Por: Julio César Londoño

El cuento chino

EL 7 DE ABRIL EL ARTISTA CHINO AI Weiwei fue arrestado por orden del gobierno, que lo acusa de evasión de impuestos y consumo de pornografía.

El hecho despertó protestas públicas en Hong-Kong y ha tenido resonancia mundial porque Weiwei es la principal figura de la plástica china. Entre sus obras se destaca el diseño del “Nido de los pájaros”, el escenario central de los Juegos Olímpicos de 2008. El año pasado llenó el Turbine Hall de la Tate Gallery de Londres con miles de semillas de girasol artificiales idénticas, pintadas a mano una por una, para protestar contra la homogenización ideológica del pueblo chino. Poco antes había publicado una lista con los nombres de todas las víctimas del terremoto de Sichuan en 2008. Incluyó los nombres, ignorados en las listas oficiales, de los cientos de estudiantes que murieron durante el sismo, aplastados por las estructuras de colegios mal construidos, como resultado de la corrupción. También han sufrido el acoso oficial Guo Gai, por sus fotos de denuncia sobre el consumismo en China, y los hermanos Gao, que osaron exponer bustos de Mao con senos y nariz pinochesca. Cheng Li, que ejecutó un performance de sexo en vivo, está siendo “reeducado” en la cárcel. El Nóbel de Paz de 2010, el disidente Liu Xiaobo, acaba de completar doce años de cárcel.

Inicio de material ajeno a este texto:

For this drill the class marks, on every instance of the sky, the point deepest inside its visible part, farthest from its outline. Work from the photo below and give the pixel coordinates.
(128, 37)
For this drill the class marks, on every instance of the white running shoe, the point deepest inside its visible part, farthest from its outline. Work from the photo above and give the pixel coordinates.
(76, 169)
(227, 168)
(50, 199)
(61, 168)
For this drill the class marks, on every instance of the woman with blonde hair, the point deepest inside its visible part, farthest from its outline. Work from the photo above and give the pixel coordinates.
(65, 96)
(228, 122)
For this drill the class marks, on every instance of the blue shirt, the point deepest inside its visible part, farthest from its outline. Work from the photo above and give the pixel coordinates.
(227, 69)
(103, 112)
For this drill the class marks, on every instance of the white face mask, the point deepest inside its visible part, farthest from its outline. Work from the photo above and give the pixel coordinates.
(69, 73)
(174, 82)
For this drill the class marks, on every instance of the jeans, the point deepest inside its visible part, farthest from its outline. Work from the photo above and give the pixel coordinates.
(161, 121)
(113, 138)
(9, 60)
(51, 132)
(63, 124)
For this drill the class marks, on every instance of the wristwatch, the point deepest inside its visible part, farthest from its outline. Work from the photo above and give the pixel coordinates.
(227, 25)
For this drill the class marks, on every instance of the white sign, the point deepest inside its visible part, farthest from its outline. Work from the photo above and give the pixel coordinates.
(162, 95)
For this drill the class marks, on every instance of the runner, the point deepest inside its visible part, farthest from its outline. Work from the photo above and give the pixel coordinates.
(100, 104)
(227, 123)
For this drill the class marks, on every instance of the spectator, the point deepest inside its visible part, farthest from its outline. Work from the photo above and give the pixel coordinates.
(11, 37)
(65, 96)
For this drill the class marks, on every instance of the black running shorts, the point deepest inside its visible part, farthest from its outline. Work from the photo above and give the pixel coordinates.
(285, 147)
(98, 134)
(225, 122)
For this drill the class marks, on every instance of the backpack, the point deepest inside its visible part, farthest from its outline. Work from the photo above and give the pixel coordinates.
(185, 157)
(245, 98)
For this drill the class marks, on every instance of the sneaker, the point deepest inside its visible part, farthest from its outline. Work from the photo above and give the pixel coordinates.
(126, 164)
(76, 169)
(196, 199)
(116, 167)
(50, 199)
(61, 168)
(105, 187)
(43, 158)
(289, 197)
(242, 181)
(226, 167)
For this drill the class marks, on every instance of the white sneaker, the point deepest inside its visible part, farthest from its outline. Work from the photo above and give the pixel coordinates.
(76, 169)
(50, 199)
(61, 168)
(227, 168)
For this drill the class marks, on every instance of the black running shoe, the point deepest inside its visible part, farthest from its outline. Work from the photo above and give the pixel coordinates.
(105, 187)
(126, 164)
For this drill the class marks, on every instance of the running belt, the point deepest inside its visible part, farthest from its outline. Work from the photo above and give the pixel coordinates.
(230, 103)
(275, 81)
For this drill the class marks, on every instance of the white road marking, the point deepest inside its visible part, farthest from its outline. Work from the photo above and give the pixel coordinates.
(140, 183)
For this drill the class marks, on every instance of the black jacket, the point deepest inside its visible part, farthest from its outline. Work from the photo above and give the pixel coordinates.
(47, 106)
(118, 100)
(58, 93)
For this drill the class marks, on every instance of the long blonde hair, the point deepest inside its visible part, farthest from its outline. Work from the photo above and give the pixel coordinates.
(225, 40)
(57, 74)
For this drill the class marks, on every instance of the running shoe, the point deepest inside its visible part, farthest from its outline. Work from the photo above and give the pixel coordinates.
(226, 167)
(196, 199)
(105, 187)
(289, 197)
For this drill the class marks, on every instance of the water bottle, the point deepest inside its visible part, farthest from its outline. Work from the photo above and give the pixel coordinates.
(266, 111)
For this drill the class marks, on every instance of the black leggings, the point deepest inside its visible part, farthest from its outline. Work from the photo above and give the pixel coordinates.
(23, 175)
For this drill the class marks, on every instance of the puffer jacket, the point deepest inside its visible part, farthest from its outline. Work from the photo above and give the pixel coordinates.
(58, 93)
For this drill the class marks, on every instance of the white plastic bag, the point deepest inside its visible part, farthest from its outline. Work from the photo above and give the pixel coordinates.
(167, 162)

El partido descalifica a todos los disidentes con las manidas etiquetas de “burgués”, “depravado” o “criminal y traidor”, como llaman ahora a Weiwei. En realidad el partido está incómodo por las continuas denuncias de Weiwei sobre la corrupción oficial y las restricciones a la libertad de expresión. Cuando les enrostran estos problemas en los foros internacionales, los funcionarios dan la típica respuesta totalitaria: nos preocupan más otros derechos del pueblo, como la educación y la salud, dicen, y se jactan de tener un índice Gini casi igual al de los Estados Unidos, pero se cuidan de recordar que los indicadores sociales de los Estados Unidos están entre los peores del primer mundo. Con su audaz invento, socialismo de Estado + economía de mercado, los chinos están sumando defectos: la intolerancia del comunismo y la inequidad del capitalismo.

Se repite una vieja historia. Con frecuencia, un incremento general de la riqueza agregada oculta, como ocurre en China, en la India y en otras pujantes economías asiáticas, disparidades aberrantes en la distribución.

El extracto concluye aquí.